Штупа пожал плечами.
— Изменения в погоде могут произойти ежечасно. Можно говорить лишь о запланированной стабильности климата, но не о постоянстве ветра или дождя. Опасных нарушений метеообстановки пока не происходит. И особых мер по сохранению климата не предписано. Кстати, на ближайшие двое суток планируется отличная погода.
— Ты слышал, Гамов? — Бар любил побеждать в словесных перепалках и умел это делать. — Нарушений климата не предвидится, а без этого крупная война невозможна. В старину обходились шествованием пехоты и наступлениями бронетанковых армий. Современная добротная война — это, прежде всего, жестокая метеосхватка. Разве не так?
Гамов снова переменился — согнулся в кресле, криво усмехаясь. Он вдруг словно бы постарел на десяток лет. Он не мог создать в себе такую перемену искусственно. Его искренно терзали страшные предчувствия грядущих событий.
— Добротная война? — сказал он горько. — Бессмысленная, так правильней. Преступление перед человечеством, какого еще не бывало!

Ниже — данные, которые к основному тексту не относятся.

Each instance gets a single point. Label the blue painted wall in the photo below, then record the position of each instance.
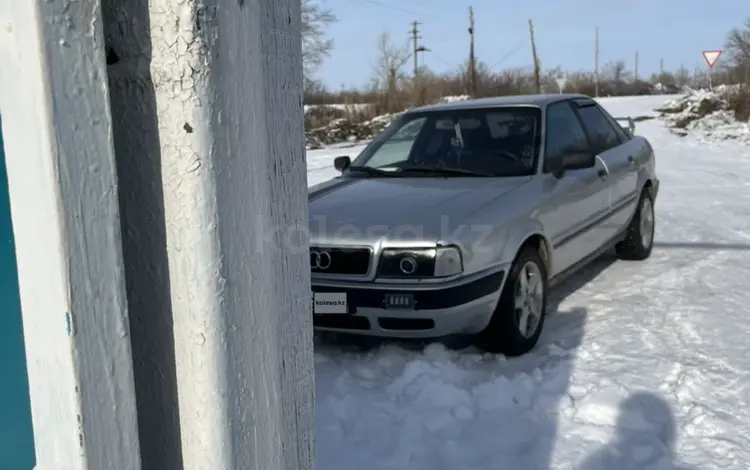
(16, 437)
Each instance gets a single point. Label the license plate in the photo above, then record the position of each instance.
(330, 303)
(399, 301)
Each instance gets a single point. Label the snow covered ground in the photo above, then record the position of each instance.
(641, 365)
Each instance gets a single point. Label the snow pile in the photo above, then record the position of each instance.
(705, 114)
(346, 130)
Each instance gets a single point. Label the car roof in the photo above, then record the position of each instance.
(498, 101)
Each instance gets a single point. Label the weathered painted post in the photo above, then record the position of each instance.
(208, 129)
(63, 195)
(206, 132)
(16, 437)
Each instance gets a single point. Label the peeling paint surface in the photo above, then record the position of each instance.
(16, 437)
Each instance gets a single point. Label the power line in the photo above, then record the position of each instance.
(395, 8)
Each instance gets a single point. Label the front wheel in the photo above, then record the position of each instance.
(517, 322)
(639, 237)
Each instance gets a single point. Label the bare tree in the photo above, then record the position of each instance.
(316, 46)
(616, 71)
(388, 69)
(738, 51)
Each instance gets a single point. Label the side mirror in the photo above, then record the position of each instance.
(575, 161)
(342, 163)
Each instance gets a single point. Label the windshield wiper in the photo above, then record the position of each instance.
(371, 171)
(444, 171)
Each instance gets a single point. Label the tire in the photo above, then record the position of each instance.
(503, 334)
(639, 236)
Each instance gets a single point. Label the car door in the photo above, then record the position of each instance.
(615, 148)
(577, 201)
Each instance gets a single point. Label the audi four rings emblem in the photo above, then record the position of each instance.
(408, 265)
(320, 260)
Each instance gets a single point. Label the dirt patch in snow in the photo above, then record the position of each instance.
(707, 115)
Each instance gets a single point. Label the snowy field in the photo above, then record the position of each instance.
(641, 366)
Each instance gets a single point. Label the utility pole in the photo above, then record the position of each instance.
(415, 37)
(596, 63)
(537, 78)
(173, 265)
(472, 57)
(635, 74)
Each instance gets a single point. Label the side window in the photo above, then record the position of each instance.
(621, 134)
(397, 148)
(603, 136)
(564, 134)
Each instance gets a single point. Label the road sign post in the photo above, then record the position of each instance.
(561, 81)
(711, 57)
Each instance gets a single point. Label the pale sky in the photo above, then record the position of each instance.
(676, 31)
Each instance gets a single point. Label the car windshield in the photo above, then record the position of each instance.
(500, 141)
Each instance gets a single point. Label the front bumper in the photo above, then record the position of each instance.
(463, 307)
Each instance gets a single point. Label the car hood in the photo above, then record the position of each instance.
(369, 210)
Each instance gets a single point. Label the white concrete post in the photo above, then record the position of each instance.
(208, 126)
(61, 171)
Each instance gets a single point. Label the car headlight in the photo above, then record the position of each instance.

— Все войны по-своему преступны. Ибо приводят к гибели невинных и непричастных людей. Ты это хотел сказать?
— Бессмысленная война, — повторил он. — Много было войн в истории, в некоторых имелся свой смысл. А в той, что разразится, смысла нет. Она бесцельна и потому преступна.
До этой минуты я только молчал и слушал. У меня не было своего мнения по предмету спора. Я еще не думал, скоро ли война, будет ли она вообще. Великие события мира от меня не зависели. Но мысль о бессмысленности новой войны меня заинтересовала. Я попросил объяснения.

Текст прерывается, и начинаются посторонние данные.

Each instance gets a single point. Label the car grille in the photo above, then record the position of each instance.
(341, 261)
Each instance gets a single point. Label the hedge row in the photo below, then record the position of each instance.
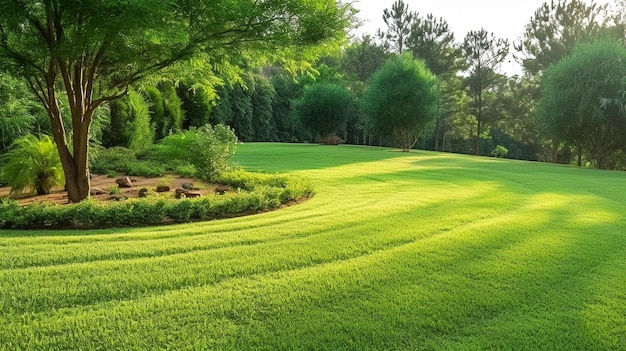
(257, 192)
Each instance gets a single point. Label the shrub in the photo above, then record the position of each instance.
(33, 163)
(122, 160)
(207, 148)
(500, 151)
(324, 108)
(264, 192)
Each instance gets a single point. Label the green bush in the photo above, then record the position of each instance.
(208, 149)
(122, 160)
(32, 163)
(265, 192)
(500, 151)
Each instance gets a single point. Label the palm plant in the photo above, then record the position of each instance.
(32, 163)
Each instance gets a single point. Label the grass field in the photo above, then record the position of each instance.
(396, 251)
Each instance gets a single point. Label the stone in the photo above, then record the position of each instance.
(143, 192)
(118, 197)
(97, 191)
(124, 182)
(163, 188)
(221, 189)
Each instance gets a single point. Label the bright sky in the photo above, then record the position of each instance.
(505, 18)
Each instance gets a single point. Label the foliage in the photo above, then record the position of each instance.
(324, 109)
(157, 111)
(583, 100)
(262, 95)
(402, 100)
(262, 192)
(89, 54)
(172, 107)
(432, 40)
(211, 149)
(399, 21)
(361, 59)
(121, 160)
(196, 104)
(141, 130)
(32, 163)
(554, 30)
(288, 127)
(499, 151)
(130, 124)
(484, 54)
(19, 113)
(207, 148)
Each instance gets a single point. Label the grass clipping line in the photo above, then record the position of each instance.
(256, 192)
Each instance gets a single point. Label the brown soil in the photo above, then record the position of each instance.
(59, 196)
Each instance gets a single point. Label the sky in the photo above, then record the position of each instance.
(504, 18)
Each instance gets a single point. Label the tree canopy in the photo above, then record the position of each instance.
(583, 99)
(402, 100)
(89, 52)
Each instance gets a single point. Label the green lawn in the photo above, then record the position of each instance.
(396, 251)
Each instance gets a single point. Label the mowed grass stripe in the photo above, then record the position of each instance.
(99, 281)
(395, 251)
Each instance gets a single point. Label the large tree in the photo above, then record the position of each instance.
(432, 41)
(554, 30)
(401, 100)
(484, 54)
(324, 109)
(399, 21)
(88, 52)
(584, 98)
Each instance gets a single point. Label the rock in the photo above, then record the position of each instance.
(143, 192)
(163, 188)
(186, 193)
(97, 191)
(180, 192)
(118, 197)
(124, 182)
(221, 189)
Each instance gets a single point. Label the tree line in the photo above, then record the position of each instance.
(71, 72)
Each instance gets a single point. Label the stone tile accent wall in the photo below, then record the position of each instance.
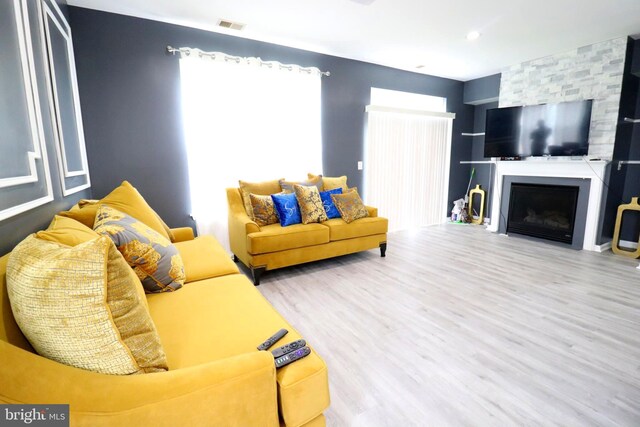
(590, 72)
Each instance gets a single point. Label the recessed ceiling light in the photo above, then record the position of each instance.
(225, 23)
(473, 35)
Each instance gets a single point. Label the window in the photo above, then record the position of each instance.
(407, 155)
(245, 120)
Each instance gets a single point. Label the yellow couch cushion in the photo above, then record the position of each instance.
(329, 183)
(226, 316)
(126, 199)
(81, 306)
(287, 186)
(204, 258)
(67, 231)
(263, 209)
(273, 238)
(261, 188)
(340, 230)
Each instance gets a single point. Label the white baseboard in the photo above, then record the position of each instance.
(603, 247)
(628, 245)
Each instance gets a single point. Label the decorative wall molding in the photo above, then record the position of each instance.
(32, 100)
(68, 143)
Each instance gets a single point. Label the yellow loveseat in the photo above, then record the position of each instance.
(268, 247)
(209, 330)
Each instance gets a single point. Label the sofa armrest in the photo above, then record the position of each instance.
(240, 225)
(239, 390)
(182, 234)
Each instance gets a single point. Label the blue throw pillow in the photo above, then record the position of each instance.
(329, 207)
(288, 209)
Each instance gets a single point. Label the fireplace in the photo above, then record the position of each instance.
(543, 211)
(585, 174)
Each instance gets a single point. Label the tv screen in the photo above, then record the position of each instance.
(538, 130)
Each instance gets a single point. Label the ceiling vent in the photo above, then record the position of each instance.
(224, 23)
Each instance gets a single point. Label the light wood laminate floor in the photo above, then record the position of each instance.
(461, 327)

Гамов ответил лекцией. В ней уже были те идеи, с какими он впоследствии обращался ко всему миру. Но в тот вечер я не был к ним подготовлен. Я был пронизан традиционными воззрениями на войну, как на продолжение государственной политики. В музее я видел на старинной пушке отлитое красивой вязью изречение: «Последний аргумент королей». Королей уже мало осталось. Но их «последний аргумент» по-прежнему пребывал самым веским для сменивших венценосцев председателей и президентов. Многое в речи Гамова показалось мне либо блажью, либо любовью к парадоксам.

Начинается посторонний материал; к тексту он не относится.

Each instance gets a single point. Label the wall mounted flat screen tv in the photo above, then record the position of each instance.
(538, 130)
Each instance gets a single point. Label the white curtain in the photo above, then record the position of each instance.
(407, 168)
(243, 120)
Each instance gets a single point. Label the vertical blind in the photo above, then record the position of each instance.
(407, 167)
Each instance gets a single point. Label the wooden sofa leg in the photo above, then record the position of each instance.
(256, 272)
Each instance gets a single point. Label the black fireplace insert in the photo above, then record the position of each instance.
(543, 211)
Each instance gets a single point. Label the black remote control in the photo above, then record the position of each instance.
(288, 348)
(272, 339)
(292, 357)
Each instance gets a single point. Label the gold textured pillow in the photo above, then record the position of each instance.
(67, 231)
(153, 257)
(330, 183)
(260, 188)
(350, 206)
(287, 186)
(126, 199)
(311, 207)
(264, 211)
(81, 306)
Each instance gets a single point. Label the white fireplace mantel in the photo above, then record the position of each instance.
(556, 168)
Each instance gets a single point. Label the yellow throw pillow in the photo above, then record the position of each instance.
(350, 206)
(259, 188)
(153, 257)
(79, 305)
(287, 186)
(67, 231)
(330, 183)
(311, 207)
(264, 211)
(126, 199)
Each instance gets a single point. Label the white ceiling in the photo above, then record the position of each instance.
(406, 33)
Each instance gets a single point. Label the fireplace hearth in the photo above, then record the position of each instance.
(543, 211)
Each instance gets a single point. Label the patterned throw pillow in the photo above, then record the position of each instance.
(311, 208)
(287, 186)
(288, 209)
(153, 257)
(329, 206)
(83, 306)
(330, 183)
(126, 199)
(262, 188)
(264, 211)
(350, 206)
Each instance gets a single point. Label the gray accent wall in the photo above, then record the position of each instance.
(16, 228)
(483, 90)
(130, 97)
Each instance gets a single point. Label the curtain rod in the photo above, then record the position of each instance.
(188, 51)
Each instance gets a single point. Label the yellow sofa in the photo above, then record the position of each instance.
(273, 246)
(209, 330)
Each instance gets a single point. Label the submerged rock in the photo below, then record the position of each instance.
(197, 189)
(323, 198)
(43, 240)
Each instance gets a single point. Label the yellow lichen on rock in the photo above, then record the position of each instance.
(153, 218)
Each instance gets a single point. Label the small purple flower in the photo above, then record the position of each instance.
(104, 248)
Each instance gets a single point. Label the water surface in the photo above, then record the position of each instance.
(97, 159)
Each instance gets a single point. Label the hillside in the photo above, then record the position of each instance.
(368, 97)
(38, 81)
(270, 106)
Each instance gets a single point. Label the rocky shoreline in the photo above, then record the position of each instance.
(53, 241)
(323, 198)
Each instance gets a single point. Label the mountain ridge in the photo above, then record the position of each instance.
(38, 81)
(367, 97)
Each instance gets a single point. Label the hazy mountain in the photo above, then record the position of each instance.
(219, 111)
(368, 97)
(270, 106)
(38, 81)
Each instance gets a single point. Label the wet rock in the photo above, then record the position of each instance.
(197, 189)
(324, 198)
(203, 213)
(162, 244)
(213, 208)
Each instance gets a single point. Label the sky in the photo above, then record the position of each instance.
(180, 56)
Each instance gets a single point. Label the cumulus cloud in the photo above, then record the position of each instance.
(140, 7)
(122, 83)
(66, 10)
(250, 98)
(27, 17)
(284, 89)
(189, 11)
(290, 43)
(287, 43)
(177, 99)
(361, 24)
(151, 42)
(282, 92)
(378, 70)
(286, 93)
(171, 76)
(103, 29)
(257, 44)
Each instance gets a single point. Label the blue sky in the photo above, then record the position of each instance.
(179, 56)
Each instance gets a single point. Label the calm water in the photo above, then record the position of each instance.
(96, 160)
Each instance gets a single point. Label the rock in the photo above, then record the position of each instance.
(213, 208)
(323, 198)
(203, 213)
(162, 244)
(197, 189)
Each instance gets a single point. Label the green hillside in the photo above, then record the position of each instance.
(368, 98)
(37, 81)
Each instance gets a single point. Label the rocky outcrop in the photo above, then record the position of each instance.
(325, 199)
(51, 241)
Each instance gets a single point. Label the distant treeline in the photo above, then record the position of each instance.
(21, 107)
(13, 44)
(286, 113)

Зато ее пафос увлек. С того вечера многие миллионы людей — и друзья, и враги — многократно слышали Гамова, не на одного меня он действовал не только мыслями, но и тем, как высказывал их. Он умел убеждать, ибо сам был безмерно убежден. От его голоса, от силы его слов надо было либо заранее готовиться защищаться, либо безвольно покоряться их действию. Но я впервые слышал его речь, не реплики в споре, не игру в словесные парадоксы — и не подготовил защиты. Меня полонила страсть, негодование и боль, возмущение и сострадание, не сопровождавшие, рассказ о войнах, что уже были, и о войне, что готовилась, нет, повторяю, не сопровождавшие, а возникавшие как что-то неотделимое от мысли и слов. Я всем в себе резонировал на речь, так, наверно, горячая молитва верующего порождает в нем самом ответный словам поток столь же горячих чувств. Гамов потом говорил, что я не только верный его последователь, но и первый из учеников. Сомневаюсь, что в тот вечер у Бара я уже стал его последователем. Но что психологически готов был стать им, убежден абсолютно.